We utilized ResNet-50 [17, 18] for the learning model, a convolutional neural network pre-trained with images from ImageNet database [19]. ResNet-50 was implemented for preprocessing of the input data and predicting the coordinates of 3-D bounding boxes from the MIP images. The pre-trained ResNet-50 respectively extracted feature vectors from the two views of MIP images. The extracted features were concatenated. Additional fully-connected layer with 4096 dimensions was connected to the concatenated feature vectors and then finally connected to different outputs. An output represented coordinates of bounding box of the brain consisting of 6-dimensional vectors (coordinates for 3 axes and width, length, and depth of the bounding box for 3 axes). Another output with one-dimensional vector that represented whether a given PET volume included the entire brain. Image augmentation was applied to the training dataset. MIP images were randomly augmented by multiplying voxel values, changing contrast, scaling and translating images.
We performed the internal validation by randomly selected 10% of the data as a validation set. The loss function was defined by two terms:
1) binary cross entropy of an output that represented whether a given PET volume included the entire brain and 2) mean squared error estimated by the 6-dimensional vector representing coordinates of the bounding box (Fig. 1). The weight for the loss was changed according to the training process: we set to alpha = 10 and beta = 1 for the sum of loss function. We measured intersection over union (IOU) for the predicted and labeled bounding boxes. From the predicted coordinates of bounding boxes, we extracted brain images from whole body PET and spatially normalized them to the template space, as mentioned later.
Processing of the extracted brain
The trained model was applied to whole body PET images to extract brain if the model predicted that the image contains the whole brain volume. FDG PET volumes were resliced to have a voxel size of 2 x 2 x 2 mm3. We segmented the brain with the coordinates of the 3-D bounding boxes predicted by the model. Padding of 10 voxels is applied for each axis to determine the brain volume. The extracted brain volumes were spatially normalized onto Montreal Neurological institute (McGill University, Montreal, Quebec, Canada) standard templates. The spatial normalization was performed by symmetric normalization (SyN) with the cross-correlation loss function implanted in DIPY package [20]. More specifically, a given extracted brain volume was linearly transformed to the template PET image with affine transform. The warping was performed by the symmetric diffeomorphic registration algorithm. The spatially normalized PET volume was saved for further quantitative imaging analysis.

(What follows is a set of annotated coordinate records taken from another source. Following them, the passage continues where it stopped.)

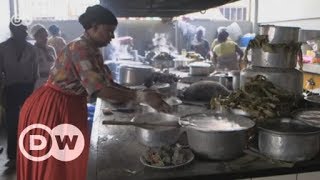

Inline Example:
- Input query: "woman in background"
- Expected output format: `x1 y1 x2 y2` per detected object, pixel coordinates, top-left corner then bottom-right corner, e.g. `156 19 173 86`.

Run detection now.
31 24 57 89
191 26 210 58
213 30 243 71
48 25 67 56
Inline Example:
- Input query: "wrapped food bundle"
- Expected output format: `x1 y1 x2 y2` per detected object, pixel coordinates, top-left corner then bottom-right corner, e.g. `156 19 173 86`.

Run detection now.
210 75 300 121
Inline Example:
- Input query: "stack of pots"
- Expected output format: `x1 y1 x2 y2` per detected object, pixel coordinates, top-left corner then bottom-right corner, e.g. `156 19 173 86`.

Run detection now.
240 25 303 95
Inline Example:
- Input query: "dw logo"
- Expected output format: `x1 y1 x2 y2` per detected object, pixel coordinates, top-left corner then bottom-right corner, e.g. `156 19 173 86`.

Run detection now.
19 124 85 162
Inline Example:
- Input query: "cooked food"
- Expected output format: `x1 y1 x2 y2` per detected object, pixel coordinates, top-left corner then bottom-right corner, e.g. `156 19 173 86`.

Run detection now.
210 75 299 120
191 117 245 131
143 146 188 167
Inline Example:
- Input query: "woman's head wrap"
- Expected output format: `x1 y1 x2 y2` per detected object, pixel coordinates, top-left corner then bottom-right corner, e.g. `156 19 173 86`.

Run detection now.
30 24 47 38
79 5 118 30
48 25 60 35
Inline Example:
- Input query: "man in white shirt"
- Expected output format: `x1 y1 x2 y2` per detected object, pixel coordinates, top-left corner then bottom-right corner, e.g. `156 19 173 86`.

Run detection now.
0 19 38 168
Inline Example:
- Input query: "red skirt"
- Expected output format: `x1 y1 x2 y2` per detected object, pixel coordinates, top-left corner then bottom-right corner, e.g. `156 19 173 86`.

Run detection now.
17 84 90 180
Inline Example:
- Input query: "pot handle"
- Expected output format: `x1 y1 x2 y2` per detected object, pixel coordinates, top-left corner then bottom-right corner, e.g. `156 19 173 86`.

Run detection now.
179 113 203 127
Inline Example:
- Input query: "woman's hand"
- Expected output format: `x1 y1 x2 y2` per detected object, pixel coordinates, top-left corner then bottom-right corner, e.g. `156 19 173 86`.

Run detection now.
137 90 171 113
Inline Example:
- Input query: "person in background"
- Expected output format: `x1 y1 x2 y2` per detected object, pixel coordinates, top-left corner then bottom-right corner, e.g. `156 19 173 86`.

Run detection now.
0 19 38 168
17 5 171 180
211 27 231 51
48 25 67 56
30 24 57 89
191 26 210 58
213 30 243 71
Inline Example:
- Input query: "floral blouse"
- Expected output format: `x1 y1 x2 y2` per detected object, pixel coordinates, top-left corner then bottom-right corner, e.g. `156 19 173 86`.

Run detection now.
48 34 112 96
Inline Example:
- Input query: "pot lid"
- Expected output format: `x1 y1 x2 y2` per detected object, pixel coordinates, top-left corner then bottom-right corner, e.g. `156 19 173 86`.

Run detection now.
182 113 255 132
259 118 320 135
294 109 320 128
304 95 320 104
120 64 153 69
189 62 211 67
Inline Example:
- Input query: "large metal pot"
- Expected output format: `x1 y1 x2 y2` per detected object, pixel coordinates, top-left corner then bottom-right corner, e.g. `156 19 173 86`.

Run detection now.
252 47 297 69
140 97 182 113
213 73 233 90
181 114 255 160
240 66 303 95
189 62 212 76
134 112 181 147
259 119 320 162
259 25 300 44
118 64 154 86
229 70 240 91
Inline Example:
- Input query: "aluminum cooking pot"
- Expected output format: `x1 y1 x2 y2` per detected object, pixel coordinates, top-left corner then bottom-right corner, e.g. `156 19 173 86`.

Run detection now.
240 66 303 95
133 112 182 147
259 25 300 44
259 118 320 162
189 62 212 76
180 113 255 160
118 64 154 86
251 47 297 69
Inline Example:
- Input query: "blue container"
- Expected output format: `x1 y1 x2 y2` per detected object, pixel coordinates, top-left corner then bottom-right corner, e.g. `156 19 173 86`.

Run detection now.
239 35 254 47
87 103 96 135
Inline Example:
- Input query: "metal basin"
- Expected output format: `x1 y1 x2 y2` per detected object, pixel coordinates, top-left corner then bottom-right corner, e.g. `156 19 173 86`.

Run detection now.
259 119 320 162
182 114 255 160
134 112 181 147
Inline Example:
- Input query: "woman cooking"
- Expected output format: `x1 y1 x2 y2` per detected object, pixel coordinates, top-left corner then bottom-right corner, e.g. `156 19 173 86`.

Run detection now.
17 5 170 180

Quantitative analysis of the extracted brain
The extracted and spatially normalized brain volume was analyzed by a quantitative software, SPM12 (Institute of Neurology, University College of London, London, U. K.) implemented in Matlab 2019b (The MathWorks, Inc., Natick, MA, U. S.). The normalized brain images were smoothed by convolution with an isotropic gaussian kernel having a 10 mm full width at half maximum to increase the signal-to-noise ratio.
For the twenty-four subjects with SCLC, we performed the voxelwise two-sample T-test for each of the normalized brain volume from the four scans with metastatic lesions, with the whole images from the twenty control group subjects. Uncorrected P < 0.001 was applied to identify patient-wise metabolically abnormal regions.
For each of the four comparisons, we also constructed a map of T-statistics and extracted the peak T values. As a proof-of-concept study, we investigated if the statistical analysis successfully revealed the metastatic lesions confirmed by the brain MRI previously.